NEW SCHOOL SITE -- The board voted unanimously to locate the new elementary school scheduled to open in the fall of 1990 on the site of the old Waterloo Middle School near the junction of Rte. 175 and I-95 in the northeastern part of the county.
The $7.6 million school will be built in an area where existing schools have felt the impact of the growing number of school-age children, school officials said. The school system already owns the property and purchasing other property wouldn't be feasible, said Chairwoman Anne Dodd.
The school system will raze the existing building this summer. It has been used for some school administrative offices and the county's Headstart program, an early childhood education program, since Waterloo Middle School was closed in 1984. Board member William Manning asked where the Headstart program would be housed after the demolition. Associate Superintendent for Finance Charles Ecker said that so far there has been "no resolution" to this problem because no other space is available in any of the school system's buildings.
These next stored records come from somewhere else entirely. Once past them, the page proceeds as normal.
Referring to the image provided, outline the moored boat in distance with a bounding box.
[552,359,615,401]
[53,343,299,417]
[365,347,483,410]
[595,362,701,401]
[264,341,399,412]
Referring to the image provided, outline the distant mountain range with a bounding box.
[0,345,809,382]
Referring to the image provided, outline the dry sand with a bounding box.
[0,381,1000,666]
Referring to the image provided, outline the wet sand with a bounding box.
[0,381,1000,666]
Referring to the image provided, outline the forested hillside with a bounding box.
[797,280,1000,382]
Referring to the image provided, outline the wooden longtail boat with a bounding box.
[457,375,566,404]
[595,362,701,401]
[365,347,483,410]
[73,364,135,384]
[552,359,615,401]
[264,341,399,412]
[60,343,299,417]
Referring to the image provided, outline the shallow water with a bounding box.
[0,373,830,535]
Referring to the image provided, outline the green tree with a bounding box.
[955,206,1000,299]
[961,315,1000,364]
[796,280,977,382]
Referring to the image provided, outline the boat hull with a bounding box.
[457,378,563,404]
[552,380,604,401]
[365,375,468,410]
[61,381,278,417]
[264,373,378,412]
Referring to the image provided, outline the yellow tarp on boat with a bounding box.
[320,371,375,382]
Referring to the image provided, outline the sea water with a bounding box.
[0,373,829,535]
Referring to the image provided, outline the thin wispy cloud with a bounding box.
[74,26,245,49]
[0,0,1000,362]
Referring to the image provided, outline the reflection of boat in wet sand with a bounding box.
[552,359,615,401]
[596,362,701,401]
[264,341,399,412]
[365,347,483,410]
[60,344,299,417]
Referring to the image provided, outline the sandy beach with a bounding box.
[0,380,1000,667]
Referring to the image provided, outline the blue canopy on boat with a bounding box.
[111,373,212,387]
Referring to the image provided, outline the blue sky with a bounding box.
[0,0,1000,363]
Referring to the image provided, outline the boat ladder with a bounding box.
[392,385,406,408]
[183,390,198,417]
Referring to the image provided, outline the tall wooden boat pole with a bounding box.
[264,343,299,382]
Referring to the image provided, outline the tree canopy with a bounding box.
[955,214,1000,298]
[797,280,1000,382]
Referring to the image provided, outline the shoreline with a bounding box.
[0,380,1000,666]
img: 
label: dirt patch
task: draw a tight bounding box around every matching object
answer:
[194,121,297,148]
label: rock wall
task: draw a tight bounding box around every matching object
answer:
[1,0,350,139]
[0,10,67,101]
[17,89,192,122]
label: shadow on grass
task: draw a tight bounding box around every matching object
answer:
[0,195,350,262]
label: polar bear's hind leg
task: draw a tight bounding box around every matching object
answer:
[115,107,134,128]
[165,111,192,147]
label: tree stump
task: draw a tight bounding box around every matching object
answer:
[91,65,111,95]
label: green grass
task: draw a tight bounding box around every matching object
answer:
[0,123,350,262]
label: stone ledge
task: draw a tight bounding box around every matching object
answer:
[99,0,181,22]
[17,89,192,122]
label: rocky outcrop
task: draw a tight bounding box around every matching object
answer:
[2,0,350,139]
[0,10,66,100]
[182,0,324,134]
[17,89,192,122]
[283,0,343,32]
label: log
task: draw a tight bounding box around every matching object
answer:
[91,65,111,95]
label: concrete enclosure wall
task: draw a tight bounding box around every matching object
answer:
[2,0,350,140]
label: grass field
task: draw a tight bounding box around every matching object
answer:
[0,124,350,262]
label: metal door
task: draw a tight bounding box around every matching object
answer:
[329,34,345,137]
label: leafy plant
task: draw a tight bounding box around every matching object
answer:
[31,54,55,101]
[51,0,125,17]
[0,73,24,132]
ST. JOHN'S LANE ADDITION -- Associate Superintendent for Finance Charles Ecker told the board and about 30 parents from St. John's Lane Elementary School that the $650,000 school addition will not be ready as scheduled for the start of school this fall and may be delayed for as long as a month.
The 3,000-square-foot modular addition, designed to hold 125 students, was scheduled to be delivered on Aug. 1, leaving workers one month to hook up electrical and plumbing systems, said school construction and planning director Sidney Cousin. Now the module will not arrive until Aug. 31, leaving workers only one week to prepare the addition before classes start. Cousin and Ecker said that Hankin Construction, the contractor hired for the project, had given them each different amounts of time needed to set up the modular unit -- ranging from three to 30 days. "It will probably be ready sometime in between," Ecker said.
In the interim, school officials have proposed converting the gym or cafeteria into temporary classrooms. About 30 parents at the meeting objected, saying those areas are needed for lunch and physical education classes.
ACADEMIC ASSISTANCE PROGRAM -- The board voted unanimously to continue to select county elementary schools for Chapter One federal assistance services based on the number of free and reduced-priced lunches served. The program provides for extra instruction in reading and math for economically disadvantaged children.
Rae Ellen Levene, coordinator of the school system's Chapter One/Early Childhood program, said that schools with 30 or more students receiving free or reduced-priced lunches will be eligible to receive the services. Students at participating schools are then tested, and those who score low in math and reading are enrolled in the program.
Last year, approximately 850 county students in 10 elementary schools participated in the program at a cost of $500,000. Levene said that all of the schools participating this year in the program will be eligible next year. Howard County has participated in the federal program since 1968.